Notas de verão sobre impressões de primavera [Santiago] IV

15.11.13 Foi Hoje! 0 Comentarios


POLÍTICA

O Chile pós Allende (não irei esmiuçar as implicações que levaram ao golpe militar chileno em 1973, para tanto, sugiro o documentário dirigido por P. Guzman, A batalha do Chile. Apenas vou tentar trazer alguns pontos de permanência e ausência do legado militar no país) se transformou em um verdadeiro laboratório, na América Latina, para experiências neoliberais. Não é à toa que FHC é cultuado no país e, acredito, mais como arauto do Consenso de Washington do que como o Príncipe dos Sociólogo. Há até praça inaugurada (1996) por ele próximo a Av. Brasil, no centro de Santiago, em homenagem a Tom Jobim (a Bossa Nova é a música por excelência do Brasil no Chile, algo que falei na seção sobre o Povo chileno).

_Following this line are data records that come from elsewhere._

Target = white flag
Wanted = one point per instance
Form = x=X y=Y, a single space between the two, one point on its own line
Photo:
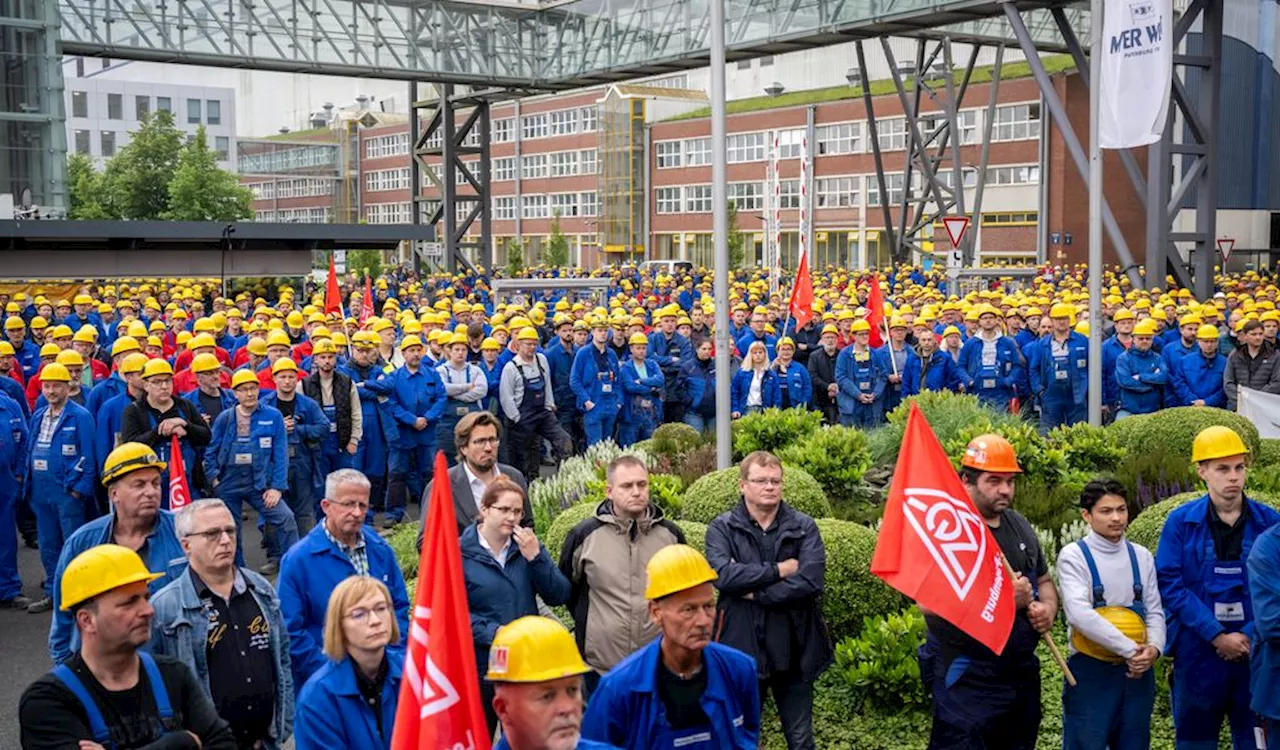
x=1261 y=408
x=1137 y=72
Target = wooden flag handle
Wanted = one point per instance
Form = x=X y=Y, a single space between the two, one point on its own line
x=1046 y=636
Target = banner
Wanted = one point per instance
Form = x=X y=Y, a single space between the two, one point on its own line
x=1137 y=72
x=1261 y=408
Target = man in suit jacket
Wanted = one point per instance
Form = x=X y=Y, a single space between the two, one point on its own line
x=476 y=438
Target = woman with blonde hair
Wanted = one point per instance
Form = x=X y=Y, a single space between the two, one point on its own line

Apesar dos últimos presidentes terem como plataforma ideológica o socialismo, R. Lagos e M. Bachellet (que vai tentar a reeleição em novembro), os efeitos da ditadura militar no Chile são visíveis principalmente na esfera econômica. Há um enxugamento do Estado que, para um brasileiro que conheceu pela primeira vez uma economia predominantemente neoliberal, foi algo marcante. Bens e serviços públicos estão entregues, em grande medida, às leis do mercado.

Quando fui conhecer a praia de Algarrobo, para visitar a casa de um amigo que conheci em Santiago, tentei apanhar o ônibus intermunicipal no terminal rodoviário da Estação Universidade do Chile. No terminal, tive vontade de ir ao banheiro e, para a minha surpresa, tive que pagar 250 pesos, algo em torno de um real e pouco para ter acesso ao serviço. Não bastasse o bilhete de metrô (Bip) que custa 610 pesos no horário do rush que tive que pegar para chegar ao terminal. Pois é, o preço dos bens e serviços em Santiago variam de acordo com o horário. Não estranhe pagar 1300 pesos em uma cerveja e após as 21h o preço da mesma subir para 1500 pesos, essa prática é moeda corrente por lá.

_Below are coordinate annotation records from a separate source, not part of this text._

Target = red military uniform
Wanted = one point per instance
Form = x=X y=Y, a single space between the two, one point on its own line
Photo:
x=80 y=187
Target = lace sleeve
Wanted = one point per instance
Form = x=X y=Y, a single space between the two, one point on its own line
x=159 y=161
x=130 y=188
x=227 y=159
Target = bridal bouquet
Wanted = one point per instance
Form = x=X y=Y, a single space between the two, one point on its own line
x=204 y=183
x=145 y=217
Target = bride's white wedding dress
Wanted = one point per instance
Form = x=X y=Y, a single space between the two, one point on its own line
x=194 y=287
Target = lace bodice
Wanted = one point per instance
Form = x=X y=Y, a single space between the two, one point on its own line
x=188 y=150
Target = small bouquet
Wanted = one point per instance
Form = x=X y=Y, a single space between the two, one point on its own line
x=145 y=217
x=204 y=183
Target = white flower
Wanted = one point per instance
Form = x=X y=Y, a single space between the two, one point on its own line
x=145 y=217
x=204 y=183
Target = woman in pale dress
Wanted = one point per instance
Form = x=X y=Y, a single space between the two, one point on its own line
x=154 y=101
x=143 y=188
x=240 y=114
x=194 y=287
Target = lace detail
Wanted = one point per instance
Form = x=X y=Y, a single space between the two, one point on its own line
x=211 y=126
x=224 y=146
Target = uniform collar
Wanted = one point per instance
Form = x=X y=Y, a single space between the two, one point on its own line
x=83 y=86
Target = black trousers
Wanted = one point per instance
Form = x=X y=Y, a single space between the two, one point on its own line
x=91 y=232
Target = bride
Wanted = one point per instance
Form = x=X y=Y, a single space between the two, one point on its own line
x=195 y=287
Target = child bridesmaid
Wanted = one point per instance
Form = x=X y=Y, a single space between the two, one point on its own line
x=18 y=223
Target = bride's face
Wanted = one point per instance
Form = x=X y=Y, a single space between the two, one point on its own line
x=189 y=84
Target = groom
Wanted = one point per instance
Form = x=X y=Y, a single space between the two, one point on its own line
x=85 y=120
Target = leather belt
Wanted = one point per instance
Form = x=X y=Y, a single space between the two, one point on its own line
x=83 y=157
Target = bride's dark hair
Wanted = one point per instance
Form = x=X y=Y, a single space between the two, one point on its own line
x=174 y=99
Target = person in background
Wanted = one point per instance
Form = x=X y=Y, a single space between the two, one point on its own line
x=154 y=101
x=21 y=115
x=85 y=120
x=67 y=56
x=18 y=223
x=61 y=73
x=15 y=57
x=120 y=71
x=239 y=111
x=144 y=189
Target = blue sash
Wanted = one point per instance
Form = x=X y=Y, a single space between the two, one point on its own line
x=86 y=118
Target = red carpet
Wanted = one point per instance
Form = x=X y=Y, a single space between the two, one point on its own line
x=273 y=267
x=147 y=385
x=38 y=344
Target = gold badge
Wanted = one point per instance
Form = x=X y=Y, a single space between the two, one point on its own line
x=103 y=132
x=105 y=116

O Chile atual está menos nerudiano e mais bolañiano.

Conversando com uma professora (fã de Fagner) de surf, nas águas gélidas do pacífico, que conheci em Santiago por ocasião de uma festa no 19º andar de um apartamento à noite onde se via toda a Santiago em seu esplendor de mercúrio. Ela me falou que se você não estudar em uma escola boa (leia-se privada) na infância, você não tem chance de cursar uma universidade boa (leia-se novamente, privada). Fiquei alarmado, mas o baque maior veio logo em seguida, disse-me também que comida em Santiago é artigo de luxo. Depois ela me localizou, da sacada do apartamento, a disposição espacial/econômica da cidade de Santiago, o leste é onde concentra-se os ricos da cidade, a classe média fica ao norte e oeste (mais acentuadamente) e a classe baixa ao sul. Foi uma boa aula de surf.

Um dado interessante é que cheguei à Santiago por ocasião do 40º aniversário do golpe militar de 11 de setembro de 1973 (curioso que para Washington o único 11 de setembro que existe é de 2001, e o de destituir um presidente democraticamente eleito não conta, é ideologia). E também estava comemorando-se as festividades da Fiestas Pátrias (ou o Dezoito) algo parecido como a semana da Pátria, comemorado especificamente, nos dias 18 e 19 de setembro.

Ao chegar ao país, estranhei a enorme concentração de bandeiras chilenas no caminho do aeroporto, desde favelas até a Vicuña Mackena, rua onde fiquei instalado em um hostel no centro de Santiago. Daí perguntei-me, de onde vem este patriotismo? Talvez venha de uma estratégia, escolhida pelo povo chileno, de esquecer o que tivera acontecido há quarenta anos. Cada povo escolhe sua maneira de esquecer ou purgar seus males políticos, o nosso ainda está indelével por conta dos arquivos que não foram completamente abertos e que talvez tenha sido detonado (a soma dos “resíduos” na acepção de H. Lefébvre) nas jornadas de junho deste ano. No caso chileno, houve a tentativa de julgamento de A. Pinochet (em 2005, não efetivado devido à morte do facínora um ano depois) e as ruas que foram tomadas recentemente, em grande medida, em prol da gratuidade da educação superior.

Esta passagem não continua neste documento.